Daar sta je dan, te pronken voor je nieuwe eigenaars. Jij
die kort geleden nog zo mooi en fier overeind stond en zo vol van natuurlijke
schoonheid was. Een en al leven, altijd buiten, alle weersomstandigheden
trotserende. Hoe wreed lijkt er nu een einde aan je dagen te zijn gekomen. Hoezeer
is je trots geknakt. Ondanks alle opsmuk, of juist daardoor, ben je slechts een
schaduw geworden van wie je was en eigenlijk ook hoort te zijn.
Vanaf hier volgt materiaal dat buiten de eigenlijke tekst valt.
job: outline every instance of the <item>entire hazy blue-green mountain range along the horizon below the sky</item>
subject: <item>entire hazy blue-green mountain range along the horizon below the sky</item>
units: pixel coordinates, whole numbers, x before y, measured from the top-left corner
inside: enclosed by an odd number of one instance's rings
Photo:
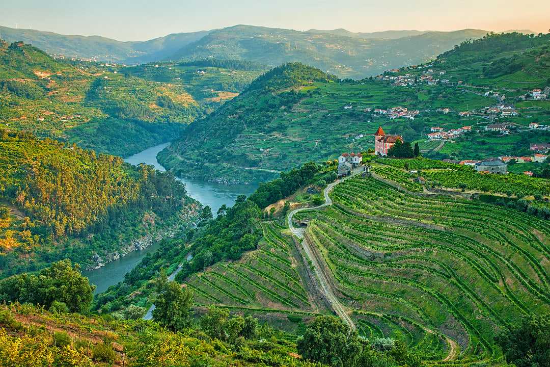
[[[100,36],[69,36],[0,27],[8,42],[23,41],[48,54],[140,64],[161,60],[240,59],[270,67],[285,62],[313,65],[340,78],[360,79],[402,65],[419,64],[483,30],[454,32],[345,29],[295,31],[249,25],[171,34],[149,41],[120,42]]]

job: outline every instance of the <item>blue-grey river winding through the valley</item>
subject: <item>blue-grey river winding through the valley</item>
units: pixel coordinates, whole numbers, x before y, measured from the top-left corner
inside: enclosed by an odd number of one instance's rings
[[[164,167],[157,161],[157,154],[169,144],[170,143],[164,143],[153,146],[125,158],[124,161],[132,165],[145,163],[154,166],[159,171],[165,171]],[[257,185],[224,185],[201,180],[178,179],[185,183],[185,189],[191,198],[198,200],[202,205],[210,206],[214,214],[216,214],[219,207],[223,204],[226,204],[228,207],[233,206],[237,196],[248,196],[252,194],[257,187]],[[123,281],[124,275],[127,272],[134,269],[147,253],[155,252],[158,247],[158,243],[153,243],[145,250],[132,251],[119,260],[108,262],[105,266],[100,267],[100,269],[83,271],[83,275],[89,278],[90,283],[95,284],[95,293],[104,292],[113,284]]]

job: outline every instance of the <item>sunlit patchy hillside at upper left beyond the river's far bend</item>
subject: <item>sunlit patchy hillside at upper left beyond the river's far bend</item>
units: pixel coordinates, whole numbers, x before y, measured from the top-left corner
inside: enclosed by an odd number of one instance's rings
[[[222,65],[199,75],[192,64],[65,63],[22,43],[3,44],[0,58],[0,126],[120,156],[179,136],[259,75]]]

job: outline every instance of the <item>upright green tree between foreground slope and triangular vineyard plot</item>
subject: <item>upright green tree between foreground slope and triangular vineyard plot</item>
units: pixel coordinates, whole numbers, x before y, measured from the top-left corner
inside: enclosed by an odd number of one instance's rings
[[[193,292],[177,282],[167,281],[161,275],[157,282],[157,299],[153,310],[153,320],[169,330],[178,331],[189,326]]]

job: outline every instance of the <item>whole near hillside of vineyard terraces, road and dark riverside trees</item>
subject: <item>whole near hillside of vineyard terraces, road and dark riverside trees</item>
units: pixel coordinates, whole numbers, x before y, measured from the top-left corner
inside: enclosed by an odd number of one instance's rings
[[[333,312],[371,345],[403,341],[418,365],[506,365],[504,354],[513,351],[494,337],[550,311],[550,211],[541,209],[543,201],[478,200],[475,184],[481,180],[486,194],[503,198],[507,190],[547,195],[546,183],[426,158],[367,161],[372,176],[331,184],[327,206],[312,207],[315,194],[305,189],[317,187],[329,167],[302,181],[284,199],[288,206],[266,207],[263,219],[254,203],[274,187],[286,189],[296,173],[261,185],[206,227],[166,240],[123,283],[98,295],[94,309],[149,306],[158,273],[182,264],[176,281],[193,291],[197,308],[216,305],[270,320],[291,337],[304,335],[313,317]],[[405,166],[421,170],[425,185]],[[431,175],[447,171],[467,183],[464,193],[442,178],[447,189],[432,186]]]

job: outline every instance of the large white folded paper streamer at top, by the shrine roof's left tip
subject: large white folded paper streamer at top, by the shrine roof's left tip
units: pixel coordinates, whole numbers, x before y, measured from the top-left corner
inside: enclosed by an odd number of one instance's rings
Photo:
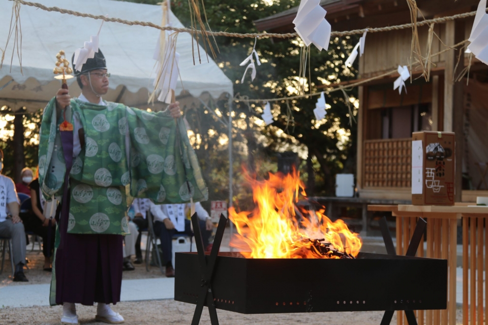
[[[327,50],[330,41],[331,27],[325,20],[324,8],[320,0],[301,0],[293,23],[295,30],[305,45],[314,44],[320,51]]]

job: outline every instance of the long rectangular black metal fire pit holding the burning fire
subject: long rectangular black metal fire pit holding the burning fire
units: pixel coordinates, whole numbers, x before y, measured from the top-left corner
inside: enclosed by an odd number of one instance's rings
[[[225,221],[221,216],[217,251]],[[198,247],[198,222],[194,229]],[[389,323],[394,310],[447,307],[443,259],[372,253],[355,259],[253,259],[217,251],[203,257],[202,245],[198,253],[175,254],[174,299],[197,305],[194,325],[204,305],[212,324],[218,323],[215,309],[243,314],[385,310],[382,323]],[[412,324],[413,312],[407,317]]]

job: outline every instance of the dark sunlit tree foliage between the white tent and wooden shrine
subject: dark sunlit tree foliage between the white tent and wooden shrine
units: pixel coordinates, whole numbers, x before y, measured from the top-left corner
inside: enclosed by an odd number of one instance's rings
[[[208,25],[212,30],[225,30],[237,33],[257,32],[253,21],[268,17],[298,5],[298,1],[279,0],[241,0],[222,2],[205,0]],[[185,25],[190,26],[190,11],[187,1],[173,0],[172,11]],[[202,19],[204,17],[202,16]],[[256,40],[252,38],[217,37],[219,53],[215,61],[226,76],[234,82],[234,93],[252,99],[283,98],[298,94],[300,51],[304,49],[301,40],[257,40],[256,50],[261,58],[257,67],[257,77],[251,81],[250,74],[245,82],[240,79],[245,67],[239,63],[251,54]],[[346,69],[344,61],[356,40],[335,38],[331,40],[328,51],[319,52],[314,46],[310,56],[310,85],[306,90],[320,91],[320,86],[333,82],[352,79],[355,69]],[[349,91],[355,97],[355,90]],[[313,156],[313,168],[318,181],[315,189],[318,193],[333,192],[333,176],[340,171],[354,172],[356,124],[350,123],[346,99],[341,91],[326,95],[330,105],[326,119],[315,121],[313,109],[317,97],[275,102],[273,115],[275,122],[264,126],[260,119],[264,103],[234,103],[236,121],[233,139],[237,146],[247,146],[247,166],[255,168],[260,160],[273,159],[274,152],[293,150],[302,152],[302,156]],[[355,114],[355,107],[351,104]],[[240,119],[240,121],[239,121]],[[342,141],[344,136],[349,139]],[[243,157],[246,158],[246,157]],[[302,166],[303,167],[303,166]],[[305,176],[307,172],[302,170]]]

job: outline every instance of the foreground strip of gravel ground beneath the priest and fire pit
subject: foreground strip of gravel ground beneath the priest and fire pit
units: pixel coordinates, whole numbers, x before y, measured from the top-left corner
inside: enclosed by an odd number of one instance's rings
[[[161,325],[190,324],[194,305],[173,300],[123,302],[113,309],[126,319],[126,324]],[[81,324],[100,324],[95,321],[96,307],[77,305]],[[379,325],[383,312],[345,312],[345,313],[308,313],[308,314],[261,314],[243,315],[225,310],[218,310],[221,324],[232,325],[284,325],[284,324],[327,324],[327,325]],[[28,307],[0,309],[0,324],[59,324],[62,307]],[[461,323],[461,310],[457,310],[457,323]],[[210,318],[204,308],[200,324],[209,325]],[[396,324],[396,315],[391,324]]]

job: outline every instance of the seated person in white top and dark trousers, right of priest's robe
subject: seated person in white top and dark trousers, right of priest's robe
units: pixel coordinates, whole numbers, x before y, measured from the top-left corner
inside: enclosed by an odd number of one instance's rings
[[[190,226],[191,221],[186,218],[187,212],[190,211],[190,204],[163,204],[155,207],[154,211],[151,209],[155,219],[154,232],[161,239],[161,249],[166,262],[166,276],[173,277],[174,269],[171,261],[173,258],[173,235],[193,236]],[[203,247],[205,248],[208,246],[208,238],[212,234],[214,224],[200,202],[195,203],[195,212],[200,219],[200,230],[202,232]]]

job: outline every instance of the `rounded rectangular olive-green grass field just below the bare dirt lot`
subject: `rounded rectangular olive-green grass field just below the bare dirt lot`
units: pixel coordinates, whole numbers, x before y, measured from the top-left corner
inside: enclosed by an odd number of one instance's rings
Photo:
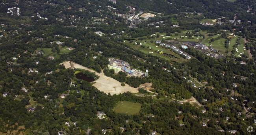
[[[141,110],[141,104],[128,101],[119,101],[114,107],[116,113],[135,115]]]

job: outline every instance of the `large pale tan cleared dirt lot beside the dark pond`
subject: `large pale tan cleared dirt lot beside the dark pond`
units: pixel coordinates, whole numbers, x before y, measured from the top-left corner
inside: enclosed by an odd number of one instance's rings
[[[65,68],[80,68],[85,69],[90,72],[95,72],[94,70],[91,70],[87,67],[83,67],[82,65],[79,65],[77,63],[74,63],[72,61],[66,61],[63,63],[60,63],[60,65],[63,64]],[[95,72],[97,76],[100,76],[98,80],[95,80],[93,86],[96,87],[98,90],[103,91],[104,93],[111,95],[113,94],[120,94],[124,92],[131,92],[131,93],[137,93],[139,92],[137,88],[130,87],[128,84],[125,84],[125,86],[121,86],[121,83],[111,77],[105,76],[103,71],[101,73]]]

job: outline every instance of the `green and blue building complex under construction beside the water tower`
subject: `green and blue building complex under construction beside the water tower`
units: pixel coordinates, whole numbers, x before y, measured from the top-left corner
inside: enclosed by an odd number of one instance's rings
[[[109,59],[108,69],[113,69],[115,73],[123,71],[130,76],[141,76],[144,74],[144,72],[140,72],[140,70],[130,68],[130,64],[128,62],[115,58]]]

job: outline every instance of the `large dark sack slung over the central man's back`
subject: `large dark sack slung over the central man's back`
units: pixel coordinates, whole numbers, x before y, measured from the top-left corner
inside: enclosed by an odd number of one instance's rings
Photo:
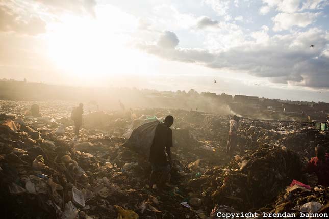
[[[130,138],[123,144],[123,146],[148,157],[156,133],[156,128],[159,124],[160,122],[157,120],[135,128]]]

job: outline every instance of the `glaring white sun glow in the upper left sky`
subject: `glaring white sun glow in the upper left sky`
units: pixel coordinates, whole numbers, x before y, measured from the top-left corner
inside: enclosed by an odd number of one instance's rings
[[[126,34],[136,28],[137,19],[111,6],[95,10],[96,18],[66,15],[61,22],[49,24],[50,60],[63,72],[86,79],[140,69],[145,62],[129,46],[131,34]]]

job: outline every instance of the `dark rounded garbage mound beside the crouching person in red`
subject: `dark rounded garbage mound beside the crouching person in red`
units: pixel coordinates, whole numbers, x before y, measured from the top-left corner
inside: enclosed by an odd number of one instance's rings
[[[235,171],[224,174],[212,198],[216,204],[240,211],[271,203],[287,184],[301,177],[298,154],[277,147],[259,148],[231,165]]]

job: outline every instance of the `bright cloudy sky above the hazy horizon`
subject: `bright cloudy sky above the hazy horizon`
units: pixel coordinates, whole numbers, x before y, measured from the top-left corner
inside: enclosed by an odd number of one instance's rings
[[[329,102],[328,16],[329,0],[0,0],[0,78]]]

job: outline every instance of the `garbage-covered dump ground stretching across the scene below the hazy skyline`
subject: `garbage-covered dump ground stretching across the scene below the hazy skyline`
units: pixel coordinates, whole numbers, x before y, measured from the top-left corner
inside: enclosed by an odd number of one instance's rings
[[[290,187],[293,180],[316,184],[301,173],[302,166],[315,146],[329,149],[327,132],[313,123],[243,118],[230,159],[226,116],[159,108],[129,115],[86,110],[74,139],[67,110],[74,103],[0,103],[2,218],[203,219],[215,208],[260,215],[328,209],[328,188]],[[25,114],[32,104],[40,106],[41,117]],[[137,127],[168,114],[175,118],[173,167],[168,188],[159,191],[148,187],[145,156],[123,145]]]

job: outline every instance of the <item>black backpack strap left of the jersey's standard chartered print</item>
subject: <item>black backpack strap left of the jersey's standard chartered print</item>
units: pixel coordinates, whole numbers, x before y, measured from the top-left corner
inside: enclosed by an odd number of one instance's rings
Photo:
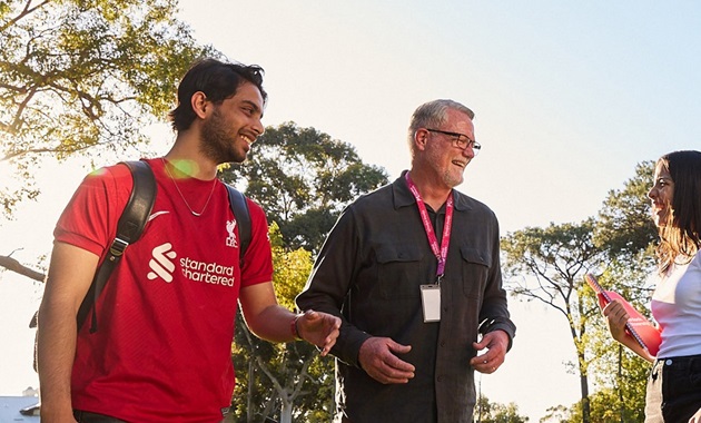
[[[90,309],[92,309],[90,333],[97,331],[95,304],[125,249],[129,244],[136,243],[141,236],[156,199],[156,178],[148,164],[139,160],[124,161],[122,165],[126,165],[131,171],[134,188],[131,189],[129,201],[117,223],[117,236],[109,246],[107,256],[96,272],[92,284],[78,309],[78,331],[82,327]]]

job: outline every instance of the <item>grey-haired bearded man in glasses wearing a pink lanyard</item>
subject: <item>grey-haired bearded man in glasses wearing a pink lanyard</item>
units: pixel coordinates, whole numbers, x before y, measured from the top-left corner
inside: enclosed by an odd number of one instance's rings
[[[473,118],[452,100],[416,109],[411,169],[344,210],[297,297],[342,318],[336,422],[472,422],[474,371],[504,363],[498,224],[454,189],[481,150]]]

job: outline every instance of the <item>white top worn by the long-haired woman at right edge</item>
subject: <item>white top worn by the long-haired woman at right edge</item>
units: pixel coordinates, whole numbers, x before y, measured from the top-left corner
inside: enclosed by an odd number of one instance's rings
[[[701,252],[674,264],[652,295],[652,315],[662,331],[658,358],[701,354]]]

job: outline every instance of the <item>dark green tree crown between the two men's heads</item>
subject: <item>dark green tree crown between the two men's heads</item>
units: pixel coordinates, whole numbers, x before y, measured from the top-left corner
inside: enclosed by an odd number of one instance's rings
[[[245,180],[246,195],[279,225],[286,248],[317,252],[343,207],[387,183],[384,169],[363,164],[348,142],[294,122],[268,127],[248,161],[223,174]]]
Hoe is het zover gekomen? Eerst werd je met enkele grove en
meedogenloze slagen ontworteld en kwam je daardoor ten val. Direct daarna werd
je, bijna ontzield, opgepakt en ergens in een laadruimte gesmeten. Je werd uit
je natuurlijke habitat gerukt en in onheilspellende duisternis vervoerd naar
een onbestemde plaats. Daar werd je vervolgens gekneveld door een veel te strak
zittend net van nylon die al je takken de levensruimte benam. Alsof je leven
nog verder getemd diende te worden dan al was gebeurd. Alsof het nog niet
genoeg was dat de aanvoer van je levenssappen je ruw was ontnomen. Je moest
maar zien hoe je in leven bleef. Opnieuw werd je vervoerd, nog verder van huis,
naar een hel verlichte plek, als ware het een bordeel waar je als handelswaar
verkocht zou gaan worden. Je kreeg een label om je stam waarin je eigenschappen
werden aangedikt en over je herkomst werd gelogen. Voor een paar tientjes
wisselde je van eigenaar en werd je meegenomen naar een oververhitte plaats
waar je kunstmatig recht overeind werd gezet en gehouden door een kruis in je
bast te slaan. Vervolgens werd je bespottelijk aangekleed met ballen en lampen
en slingers en een piek. Je voelde je vernederd en verkracht. Je voelde je als
een hoer die opzichtig werd opgesmukt voor haar klanten. Even stond je in het
middelpunt van de belangstelling. Maar uiteindelijk ging het helemaal niet om
jou, zoveel was duidelijk. Net als bij een publieke vrouw wist men je naam niet
eens en maalde men daar ook niet om. Als uiting daarvan werd er een spottend liedje
over je gezongen waarin je nota bene een den werd genoemd.
Nadat het nieuwe er vanaf was werd je al gauw gewoontjes en
nadat je de eerste tekenen van uitval begon te vertonen hoorde je hoe er werd
gesproken over wat men verder met je zou aan moeten. Men wilde van je af, maar hoe? Terug naar het bos zou te duur zijn. Het zou
sowieso al onmogelijk zijn om je opnieuw ergens te laten wortelen,
zover was je al heen. Van verdriet vloeide er een druppel hars van je bast naar
beneden. Niemand die het zag. En terwijl jij de doodstrijd voerde waren je wrede
eigenaars bezig om zichzelf te vullen met copieuze maaltijden.
Ontworteld, ontvoerd, vernederd, verkracht, gekruisigd, tentoongesteld,
verwaarloosd, verpieterd, uitgedroogd, en uiteindelijk (half) dood weggesmeten.
Zo ben je geworden tot een ware Christusboom.
Zo ben je geworden tot een ware Christusboom.